Cysteine peptidases of protozoa have been implicated in a variety of biological events, and the expression of these enzymes is modulated in response to distinct stimuli, including environmental changes and differentiation. In the present work, we have examined the expression of cysteine peptidases from Herpetomonas samuelpessoai grown at distinct temperatures and during dimethylsulfoxide (DMSO)-elicited differentiation. We demonstrated that a 45 kDa cysteine peptidase had its activity reduced during the parasite growth at 37 degrees C in comparison to 26 degrees C, and when cultured up to 72 h in the presence of DMSO. The modulation in the 45 kDa cysteine peptidase expression is connected to the differentiation process, since both temperature and DMSO are able to trigger the promastigote to paramastigote transformation in H. samuelpessoai.
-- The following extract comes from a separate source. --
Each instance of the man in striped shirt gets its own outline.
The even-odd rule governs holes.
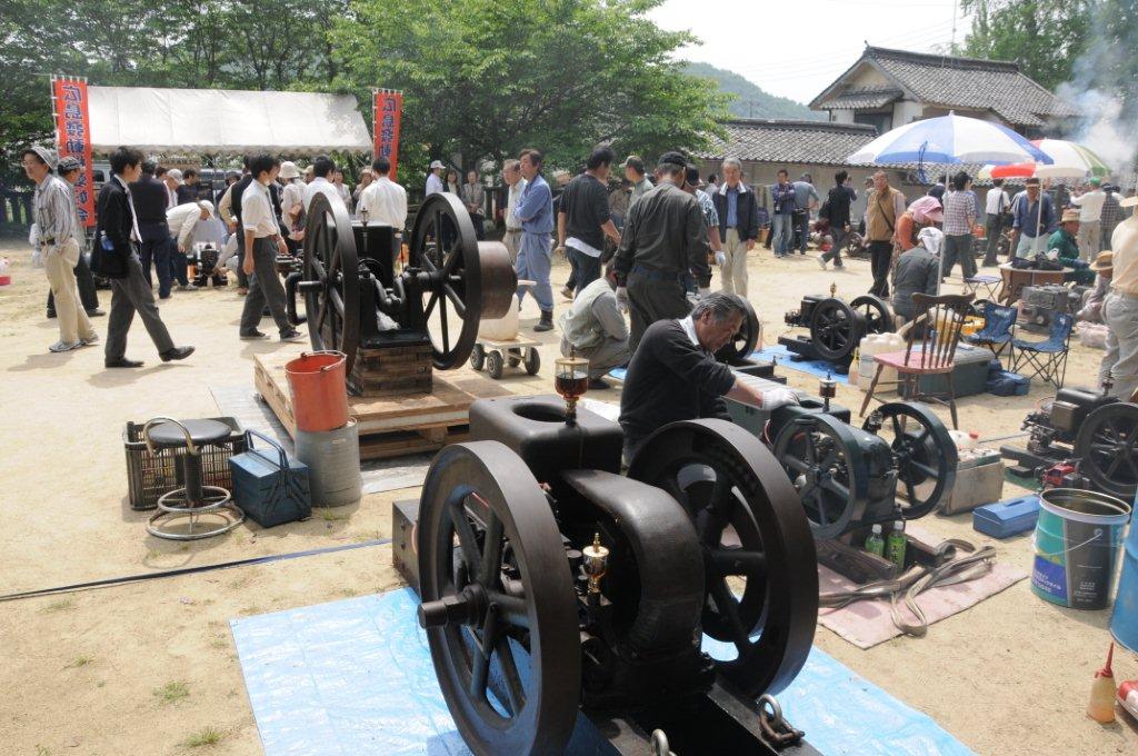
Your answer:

The possible immunological similarity of H. samuelpessoai proteins with well-known cysteine peptidases produced by trypanosomatid pathogens, including cruzipain (Trypanosoma cruzi) and cysteine peptidase b (cpb) from Leishmania mexicana, was also investigated, as well as with calpain molecules. The protein cellular lysate of H. samuelpessoai reacted with antibodies raised against cpb of L. mexicana and calpain of Drosophila melanogaster; however, no reaction was observed against cruzipain. The 35 kDa cpb-like protein had its expression diminished in DMSO-treated parasites, while the 80 kDa calpain-like molecule was enhanced and an additional 30 kDa calpain-related polypeptide was exclusively observed in these cells. Fluorescence microscopy and flow cytometry analyses corroborated these data. The results described above add H. samuelpessoai to the list of parasites whose differentiation seems to be correlated with cysteine peptidase expression.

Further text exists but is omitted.